Toquade imposée
Quelque fois, on loupe
son arrêt de métro parce qu'on est dans la lune, ou trop concentré
sur le livre que l'on lit. Ça m'arrive assez régulièrement et
quand je suis sur le chemin du retour, il existe à la station
suivante un autobus fiable que je peux prendre pour rentrer à la
maison. C'est plus long et j'ai une bonne petite marche à me taper
de l'arrêt à chez-moi, mais je perds beaucoup moins de temps à
suivre cet itinéraire qu'à revenir sur mes pas, surtout quand il
est pus de 21 heures le soir. Parce que c'est exactement ce qui m'est
arrivé ce soir, je me suis retrouvée plongée dans les
balbutiements de mon adolescence, devant une image vive d'une scène
que j'ai vécue il y a plus de 30 ans.
J'ai changé deux fois
d'école durant mon parcours secondaire. La première fois, j'étais
bien jeune et j'allais rentrer en secondaire 2. J'étais fébrile et
heureuse de ce changement à l'époque si je m'en rappelle bien.
Je ne connaissais pas encore les airs de la maison et on m'avait
désigné une porte comme celle de l'entrée des étudiants. C'était
donc vers elle que je me dirigeais par belle journée de fin d'été.
J'avais bien quelques appréhensions, je ne connaissais après tout
personne dans ma nouvelle école, mais comme je suis généralement
positive, il me semblait qu'il ne serait pas trop difficile de
rencontrer de nouvelles personnes et de me faire des amis. De fait,
je ne me trompais absolument pas à ce sujet précis.
J'étais
rendue à l'arrêt d'autobus du collègue quand un ado était
descendu dudit autobus me bousculant presque au passage, avançant
avec toute la confiance d'un ancien, mais arborant un visage qui
trahissait un très jeune âge.
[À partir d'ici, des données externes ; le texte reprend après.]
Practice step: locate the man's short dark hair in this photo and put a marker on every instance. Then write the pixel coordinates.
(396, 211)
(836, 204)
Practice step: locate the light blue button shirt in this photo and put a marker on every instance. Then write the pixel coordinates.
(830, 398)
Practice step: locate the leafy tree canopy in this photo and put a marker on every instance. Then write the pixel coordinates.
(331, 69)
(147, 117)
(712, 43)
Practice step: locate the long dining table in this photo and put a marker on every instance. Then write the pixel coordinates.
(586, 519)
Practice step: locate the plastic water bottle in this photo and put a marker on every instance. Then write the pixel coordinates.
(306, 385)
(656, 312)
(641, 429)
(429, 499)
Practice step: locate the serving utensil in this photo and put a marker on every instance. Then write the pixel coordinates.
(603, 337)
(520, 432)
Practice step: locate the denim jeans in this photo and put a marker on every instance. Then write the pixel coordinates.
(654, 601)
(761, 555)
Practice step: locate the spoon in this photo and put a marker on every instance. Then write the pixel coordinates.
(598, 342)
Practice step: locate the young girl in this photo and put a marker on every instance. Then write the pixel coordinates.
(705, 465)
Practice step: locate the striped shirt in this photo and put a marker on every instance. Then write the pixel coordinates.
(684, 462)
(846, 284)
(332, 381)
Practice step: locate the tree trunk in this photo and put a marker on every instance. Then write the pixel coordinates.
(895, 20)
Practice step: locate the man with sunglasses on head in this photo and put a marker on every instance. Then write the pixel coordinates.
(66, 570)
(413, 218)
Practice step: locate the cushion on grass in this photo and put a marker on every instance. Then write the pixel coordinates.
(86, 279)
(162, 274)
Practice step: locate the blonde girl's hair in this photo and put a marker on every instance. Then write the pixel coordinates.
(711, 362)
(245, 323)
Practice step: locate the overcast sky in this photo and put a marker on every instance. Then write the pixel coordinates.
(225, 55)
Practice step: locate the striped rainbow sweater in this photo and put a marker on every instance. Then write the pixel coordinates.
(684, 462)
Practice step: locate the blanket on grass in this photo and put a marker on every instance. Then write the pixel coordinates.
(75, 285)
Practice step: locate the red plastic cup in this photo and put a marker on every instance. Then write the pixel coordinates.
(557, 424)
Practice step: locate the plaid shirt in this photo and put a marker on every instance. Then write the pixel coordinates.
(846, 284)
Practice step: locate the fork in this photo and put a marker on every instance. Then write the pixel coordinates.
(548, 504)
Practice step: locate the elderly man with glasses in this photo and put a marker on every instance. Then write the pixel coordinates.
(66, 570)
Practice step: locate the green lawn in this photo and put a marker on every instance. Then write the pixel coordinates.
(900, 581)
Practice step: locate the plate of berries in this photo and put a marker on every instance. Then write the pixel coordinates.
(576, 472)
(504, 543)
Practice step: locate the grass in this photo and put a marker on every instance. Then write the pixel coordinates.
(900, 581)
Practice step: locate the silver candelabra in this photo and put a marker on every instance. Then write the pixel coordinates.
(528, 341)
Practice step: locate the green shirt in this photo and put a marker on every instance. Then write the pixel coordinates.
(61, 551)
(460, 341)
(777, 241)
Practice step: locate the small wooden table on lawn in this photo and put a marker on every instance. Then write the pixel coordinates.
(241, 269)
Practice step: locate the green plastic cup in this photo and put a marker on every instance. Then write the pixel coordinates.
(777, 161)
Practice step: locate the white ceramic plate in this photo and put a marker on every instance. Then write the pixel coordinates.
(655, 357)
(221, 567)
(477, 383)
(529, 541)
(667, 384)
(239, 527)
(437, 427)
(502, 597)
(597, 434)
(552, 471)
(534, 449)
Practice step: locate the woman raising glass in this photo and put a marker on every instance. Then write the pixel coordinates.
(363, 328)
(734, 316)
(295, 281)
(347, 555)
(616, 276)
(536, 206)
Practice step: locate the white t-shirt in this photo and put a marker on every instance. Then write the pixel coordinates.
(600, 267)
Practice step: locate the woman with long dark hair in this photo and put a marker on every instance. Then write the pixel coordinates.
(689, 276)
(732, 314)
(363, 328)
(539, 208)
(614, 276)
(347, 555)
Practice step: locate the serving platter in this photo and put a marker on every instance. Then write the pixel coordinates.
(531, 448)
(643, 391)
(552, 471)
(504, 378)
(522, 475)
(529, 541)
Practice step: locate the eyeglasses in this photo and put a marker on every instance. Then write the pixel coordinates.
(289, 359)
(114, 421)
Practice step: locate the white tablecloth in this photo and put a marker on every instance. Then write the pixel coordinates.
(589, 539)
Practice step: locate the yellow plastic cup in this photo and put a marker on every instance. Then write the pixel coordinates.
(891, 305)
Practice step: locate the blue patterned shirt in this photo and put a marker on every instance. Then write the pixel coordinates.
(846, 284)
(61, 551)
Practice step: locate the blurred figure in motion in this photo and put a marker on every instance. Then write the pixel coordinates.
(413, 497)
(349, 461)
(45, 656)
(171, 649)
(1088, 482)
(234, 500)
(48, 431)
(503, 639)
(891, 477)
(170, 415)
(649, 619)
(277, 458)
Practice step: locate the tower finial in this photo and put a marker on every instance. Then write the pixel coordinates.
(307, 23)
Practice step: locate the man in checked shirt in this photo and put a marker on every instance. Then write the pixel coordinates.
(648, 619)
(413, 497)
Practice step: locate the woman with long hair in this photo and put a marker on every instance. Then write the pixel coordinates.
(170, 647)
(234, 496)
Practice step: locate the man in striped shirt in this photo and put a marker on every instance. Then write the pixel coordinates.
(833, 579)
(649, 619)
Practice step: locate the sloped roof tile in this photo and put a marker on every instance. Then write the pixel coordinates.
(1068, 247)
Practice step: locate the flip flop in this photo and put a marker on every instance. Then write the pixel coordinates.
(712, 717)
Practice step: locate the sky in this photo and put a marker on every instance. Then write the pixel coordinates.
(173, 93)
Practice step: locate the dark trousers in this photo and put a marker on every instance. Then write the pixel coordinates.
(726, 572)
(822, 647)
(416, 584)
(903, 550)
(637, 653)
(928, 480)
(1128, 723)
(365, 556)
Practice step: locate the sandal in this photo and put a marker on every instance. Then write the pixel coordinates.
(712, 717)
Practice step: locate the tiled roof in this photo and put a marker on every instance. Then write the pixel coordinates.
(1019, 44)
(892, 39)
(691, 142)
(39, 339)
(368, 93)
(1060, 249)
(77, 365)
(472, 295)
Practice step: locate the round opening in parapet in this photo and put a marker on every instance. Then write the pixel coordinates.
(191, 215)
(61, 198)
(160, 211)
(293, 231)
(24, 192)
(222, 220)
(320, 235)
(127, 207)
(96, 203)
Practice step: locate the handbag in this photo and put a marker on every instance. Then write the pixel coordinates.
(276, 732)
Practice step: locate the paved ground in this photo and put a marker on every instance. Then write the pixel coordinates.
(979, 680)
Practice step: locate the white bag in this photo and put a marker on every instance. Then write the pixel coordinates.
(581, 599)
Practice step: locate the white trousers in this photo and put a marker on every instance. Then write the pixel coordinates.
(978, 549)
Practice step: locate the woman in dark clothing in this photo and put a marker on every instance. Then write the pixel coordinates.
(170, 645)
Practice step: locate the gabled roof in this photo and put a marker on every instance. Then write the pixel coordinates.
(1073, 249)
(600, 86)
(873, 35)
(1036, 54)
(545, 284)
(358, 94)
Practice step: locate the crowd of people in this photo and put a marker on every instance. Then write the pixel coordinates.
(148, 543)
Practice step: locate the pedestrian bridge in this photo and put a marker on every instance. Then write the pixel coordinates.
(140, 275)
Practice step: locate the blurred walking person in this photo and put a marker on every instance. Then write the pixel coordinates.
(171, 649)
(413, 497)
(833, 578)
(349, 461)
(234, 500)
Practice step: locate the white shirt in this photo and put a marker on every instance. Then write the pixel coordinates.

Il ne pouvait pas être bien plus
vieux que moi, je n'imaginais pas qu'il puisse être en secondaire
trois où quatre. Alors, j'avais décidé que je devais tomber
amoureuse de lui, prenant notre rencontre fortuite comme un signe. Il
n'était pas particulièrement beau, mais il répondait précisément
à l'idée que je me faisais de l'adolescent de mon âge duquel il me
semblait que je devais tomber amoureuse. Ce qu'il peut y avoir
d'étrange dans la cervelle d'une jeune fille... Et dire que je
trouvais cela normal.
Honnêtement,
lui ne s'était jamais rendu compte qu'il avait croisé ma route. Il
ne m'avait pas vue et ne s'apercevrait de mon existence que des mois
plus tard. Nous n'étions pas dans la même classe, ni même sur le
même étage. Et je n'étais pas une personne des plus populaires
tandis que lui faisait indéniablement partie de la gang de notre
année. Mes chances étaient donc très minces et de toute manière,
je sais très bien aujourd'hui que nous n'avions pas grand chose en
commun. Ma toquade auto-imposée aura duré presque toute cette année
scolaire-là.
Nous
n'avons jamais été amis lui et moi, mais on a bien fini par
échanger quelques mots de temps en temps. Au début, j'étais
impressionnée par ce que j'imaginais être lui. Et puis, je me suis
rendue compte qu'il n'avait pas une discussion très stimulante et
qu'il ne s'intéressait pas à grand chose en dehors du sport. C'est
avec cette expérience que j'ai appris les danger de se fabriquer un
personnage factice à partir d'une personne réelle.
Et
j'ai bien pris soin, par la suite, de rencontrer les gens dans ce
qu'ils sont avant d'en tomber amoureuse.